Numa campanha na qual candidatos querem ganhar o voto do eleitor dizendo serem capazes de fazer mais pelo Brasil nos próximos quatro anos, os principais candidatos à Presidência devem passar à margem das discussões de temas considerados espinhosos e tabus até outubro. Ao contrário de 2010, quando a legalização do aborto e até o casamento homoafetivo entrou na agenda de campanha, os presidenciáveis farão de tudo para evitar que as chamadas “cascas de banana” ponham em risco a caminho rumo ao Palácio do Planalto.
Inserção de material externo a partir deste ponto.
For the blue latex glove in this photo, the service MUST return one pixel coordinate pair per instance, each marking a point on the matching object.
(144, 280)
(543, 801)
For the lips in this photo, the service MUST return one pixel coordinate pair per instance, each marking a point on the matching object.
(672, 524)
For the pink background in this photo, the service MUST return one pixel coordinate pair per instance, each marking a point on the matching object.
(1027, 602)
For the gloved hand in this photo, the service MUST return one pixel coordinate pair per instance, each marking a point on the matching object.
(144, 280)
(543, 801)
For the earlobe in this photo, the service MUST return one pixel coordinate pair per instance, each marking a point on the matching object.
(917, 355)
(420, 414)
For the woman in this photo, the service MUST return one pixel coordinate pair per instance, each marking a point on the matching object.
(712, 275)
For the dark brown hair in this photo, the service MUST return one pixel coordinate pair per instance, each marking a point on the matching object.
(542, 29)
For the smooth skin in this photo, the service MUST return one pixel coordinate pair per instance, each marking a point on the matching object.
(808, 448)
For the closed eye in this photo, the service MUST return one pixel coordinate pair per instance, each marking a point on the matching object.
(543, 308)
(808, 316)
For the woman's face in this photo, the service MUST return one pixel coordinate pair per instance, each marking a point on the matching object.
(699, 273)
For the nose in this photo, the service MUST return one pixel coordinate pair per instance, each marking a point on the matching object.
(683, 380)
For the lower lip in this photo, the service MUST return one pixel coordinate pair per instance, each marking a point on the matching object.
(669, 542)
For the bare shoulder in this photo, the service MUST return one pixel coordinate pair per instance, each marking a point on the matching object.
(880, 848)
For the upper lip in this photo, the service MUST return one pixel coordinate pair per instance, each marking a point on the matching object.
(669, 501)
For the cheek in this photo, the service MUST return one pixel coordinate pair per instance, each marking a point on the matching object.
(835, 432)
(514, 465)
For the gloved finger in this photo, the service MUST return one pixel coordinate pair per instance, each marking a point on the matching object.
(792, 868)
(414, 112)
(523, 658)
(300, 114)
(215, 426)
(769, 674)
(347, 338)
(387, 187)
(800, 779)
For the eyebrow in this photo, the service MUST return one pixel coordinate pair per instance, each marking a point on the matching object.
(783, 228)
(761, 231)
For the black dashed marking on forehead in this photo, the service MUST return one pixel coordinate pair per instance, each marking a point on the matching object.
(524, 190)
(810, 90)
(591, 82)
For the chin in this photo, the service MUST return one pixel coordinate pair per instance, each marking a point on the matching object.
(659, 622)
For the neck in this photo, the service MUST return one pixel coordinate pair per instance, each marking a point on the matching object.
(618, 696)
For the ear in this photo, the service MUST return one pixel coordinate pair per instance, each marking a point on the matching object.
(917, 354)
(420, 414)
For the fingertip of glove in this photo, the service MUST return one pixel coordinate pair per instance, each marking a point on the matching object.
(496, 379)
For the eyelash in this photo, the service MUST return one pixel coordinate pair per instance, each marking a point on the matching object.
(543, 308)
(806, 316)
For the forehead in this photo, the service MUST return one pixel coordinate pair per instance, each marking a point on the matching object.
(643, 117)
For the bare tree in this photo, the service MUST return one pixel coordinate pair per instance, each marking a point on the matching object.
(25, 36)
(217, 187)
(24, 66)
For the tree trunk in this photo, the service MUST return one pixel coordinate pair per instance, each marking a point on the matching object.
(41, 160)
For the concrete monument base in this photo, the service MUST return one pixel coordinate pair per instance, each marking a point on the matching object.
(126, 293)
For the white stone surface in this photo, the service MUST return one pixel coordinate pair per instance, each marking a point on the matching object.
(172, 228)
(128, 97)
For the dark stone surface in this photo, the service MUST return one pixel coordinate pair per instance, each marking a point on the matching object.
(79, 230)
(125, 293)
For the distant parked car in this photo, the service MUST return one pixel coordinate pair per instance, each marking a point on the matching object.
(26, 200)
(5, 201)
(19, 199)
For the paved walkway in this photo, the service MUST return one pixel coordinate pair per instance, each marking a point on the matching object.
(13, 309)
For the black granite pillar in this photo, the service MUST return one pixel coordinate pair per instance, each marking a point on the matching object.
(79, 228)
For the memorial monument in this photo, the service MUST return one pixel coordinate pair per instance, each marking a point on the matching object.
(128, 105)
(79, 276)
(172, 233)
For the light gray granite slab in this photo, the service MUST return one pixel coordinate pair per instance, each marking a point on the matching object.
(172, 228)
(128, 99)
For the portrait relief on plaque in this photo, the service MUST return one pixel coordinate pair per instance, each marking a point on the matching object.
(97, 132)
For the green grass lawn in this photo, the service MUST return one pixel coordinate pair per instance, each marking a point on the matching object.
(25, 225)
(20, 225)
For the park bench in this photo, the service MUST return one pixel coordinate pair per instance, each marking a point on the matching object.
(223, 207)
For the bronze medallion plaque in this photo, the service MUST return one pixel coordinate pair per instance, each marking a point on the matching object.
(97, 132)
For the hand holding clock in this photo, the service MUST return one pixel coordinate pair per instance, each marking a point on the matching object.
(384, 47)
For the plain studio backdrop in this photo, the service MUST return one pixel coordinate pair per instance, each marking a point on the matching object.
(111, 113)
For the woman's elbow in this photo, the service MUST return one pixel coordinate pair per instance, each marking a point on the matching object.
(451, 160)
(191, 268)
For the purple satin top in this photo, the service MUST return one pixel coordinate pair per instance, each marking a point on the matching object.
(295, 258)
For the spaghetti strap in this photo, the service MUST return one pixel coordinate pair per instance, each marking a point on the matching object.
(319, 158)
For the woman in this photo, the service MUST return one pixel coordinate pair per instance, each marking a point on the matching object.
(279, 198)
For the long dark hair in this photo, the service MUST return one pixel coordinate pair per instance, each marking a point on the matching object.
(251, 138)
Inseguros em relação à forma como o eleitorado pode reagir às discussões mais sensíveis, os candidatos nem sequer fazem menção em seus programas aos temas que podem gerar uma repercussão negativa. Entre 10 temas propostos pelo Broadcast Político, serviço em tempo real da Agência Estado, para discussão, os candidatos deixam clara a intenção de não aprofundar suas ideias sobre os seguintes temas: 1) a legalização do aborto; 2) descriminalização do comércio de maconha; 3) privatização de estatais; 4) flexibilização das leis trabalhistas; 5) fim da estabilidade no serviço público; 6) reforma da previdência; 7) indexação do reajuste do salário mínimo com base na inflação; 8) regulação do conteúdo dos meios de comunicação; 9) passe livre no transporte público, uma das principais demandas das manifestações de rua em 2013 e; 10) o fim da gratuidade do ensino em universidades públicas, como vem sendo discutido na Universidade de São Paulo.
“(Privatização) não é objeto (nem do programa, nem do governo). Já foi privatizado o que tinha de privatizar. Petrobras nem pensar”, desconversou o coordenador da campanha de Eduardo Campos (PSB), Carlos Siqueira. Em 2006, a discussão sobre uma possível privatização da Petrobras ganhou força e o então candidato à reeleição pelo PT, o ex-presidente Luiz Inácio Lula da Silva, conseguiu pregar no PSDB do ex-presidenciável Geraldo Alckmin o rótulo de privatista.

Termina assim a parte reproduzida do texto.